Artificial Intelligence Engineer
Description & Overview
Location: London, UK
Position: Hybrid (3 days onsite and 2 days remote)
Role: Full-time (Permanent Role)
We are building a world-class AI research team focused on advancing next-generation agentic systems and intent-aware learning architectures. Our mission is to bridge cutting-edge research in large language models, reinforcement learning, and alignment with scalable, real-world production systems.
You will operate at the intersection of research and product, shaping foundational capabilities in intent understanding, agent learning, and model alignment across distributed AI environments. This is an opportunity to influence AI systems deployed at global scale across diverse compute environments including edge and cloud.
Responsibilities
Define Research Agenda
- Identify high-impact research problems aligned with applied AI systems.
- Set technical direction for intent modeling, classification, and agentic learning.
- Translate business and product requirements into structured research roadmaps.
Architect Learning Systems
- Design end-to-end intent classification and agentic learning architectures.
- Lead decisions on model selection, training strategies, evaluation methodologies, and scaling approaches.
- Establish experimental rigor and reproducibility standards.
Lead RLHF & Alignment Research
- Design reinforcement learning pipelines for optimizing agent behavior.
- Define reward modeling strategies and alignment methodologies.
- Develop safety constraints and robustness evaluation frameworks.
Drive Research-to-Production Pipeline
- Ensure research outputs meet production-level reliability and latency standards.
- Partner with engineering teams on model integration, optimization, and deployment.
- Bridge experimental research with scalable infrastructure systems.
External Research Engagement
- Author internal technical papers and contribute to external publications where appropriate.
- Represent the organization at conferences, workshops, and industry forums.
Mentor & Technical Leadership
- Guide junior researchers in problem formulation, experimental design, and publication development.
- Foster a culture of technical excellence, critical thinking, and innovation.
- Provide cross-functional technical leadership across research and engineering domains.
Core Skills
- Strong foundation in deep learning and transformer-based architectures.
- Hands-on experience with PyTorch and modern NLP/LLM toolchains.
- Deep knowledge of parameter-efficient fine-tuning methods (LoRA, adapters, PEFT techniques).
- Expertise in intent classification, evaluation metrics (precision, recall, F1), and experimental design.
- Proficiency in Python and data processing/analysis tooling.
- Ability to interpret and implement techniques from cutting-edge academic research.
Bonus Skills
- Experience with reinforcement learning (PPO, DPO) or RLHF pipelines.
- Familiarity with distributed training frameworks (DDP, FSDP, DeepSpeed).
- Background in NLP tasks such as NER, semantic similarity, QA, or dialogue systems.

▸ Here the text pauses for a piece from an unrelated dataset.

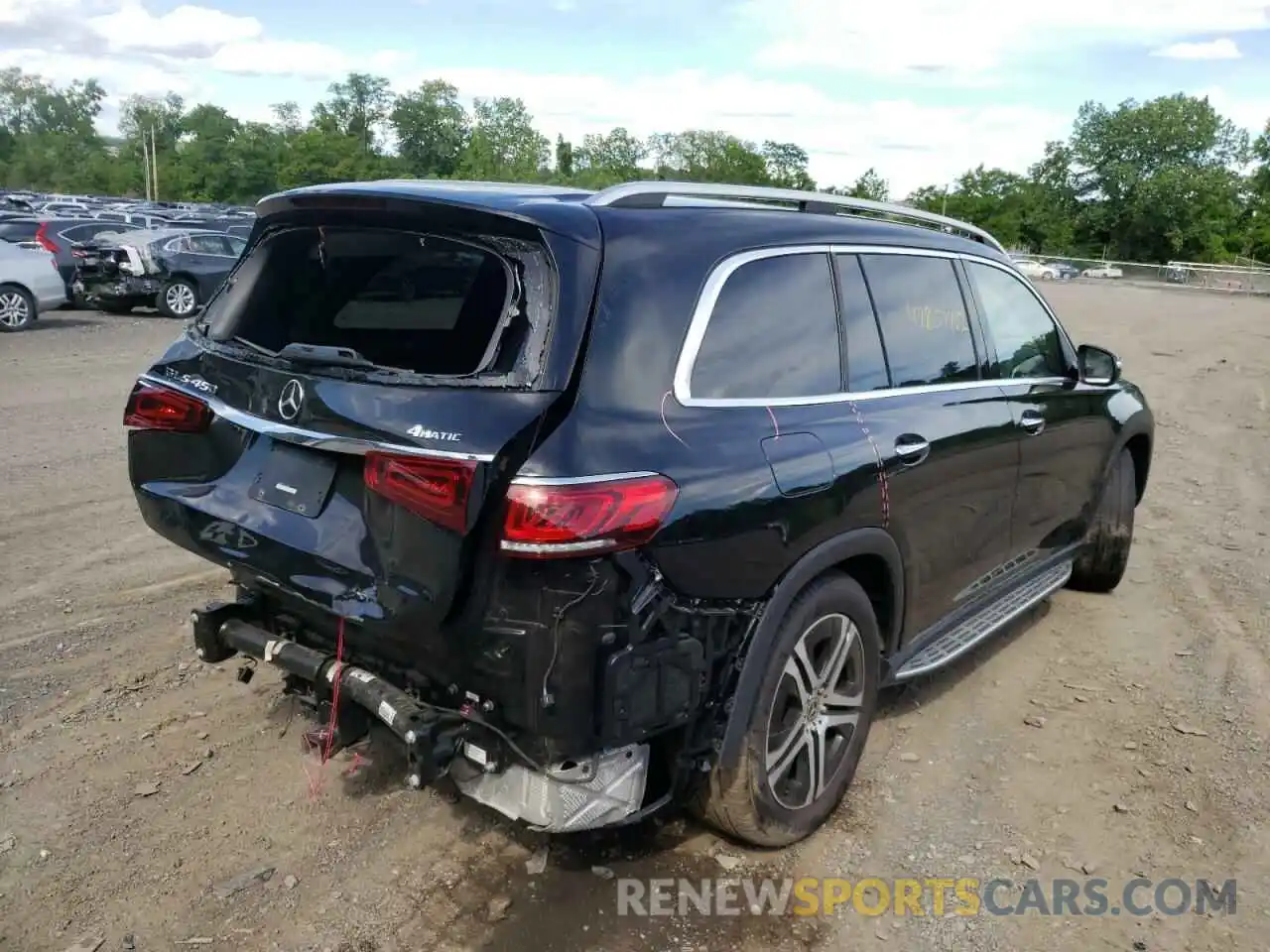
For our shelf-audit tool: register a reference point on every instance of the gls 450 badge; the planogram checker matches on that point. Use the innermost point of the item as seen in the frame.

- Experience with experiment tracking platforms (MLflow, Weights & Biases).
- Exposure to agentic AI paradigms (ReAct, chain-of-thought reasoning, tool use).
- Prior experience in leading AI research labs or high-impact industry AI teams.
Qualifications
- PhD in Computer Science, Machine Learning, NLP, or related field (exceptional MS candidates considered).
- 5+ years post-PhD (or equivalent industry experience) in ML research.
- Strong publication record in top-tier venues (e.g., NeurIPS, ICML, ICLR, ACL, EMNLP).
- Demonstrated track record of translating research into production systems.
- Experience mentoring researchers or leading small research groups.
What We Offer
- Career growth within a rapidly expanding AI initiative.
- Access to advanced technical training and research resources.
- Performance-based reward structure.
- Flexible hybrid work model (3:2).
- Comprehensive benefits including life insurance and mobility incentives.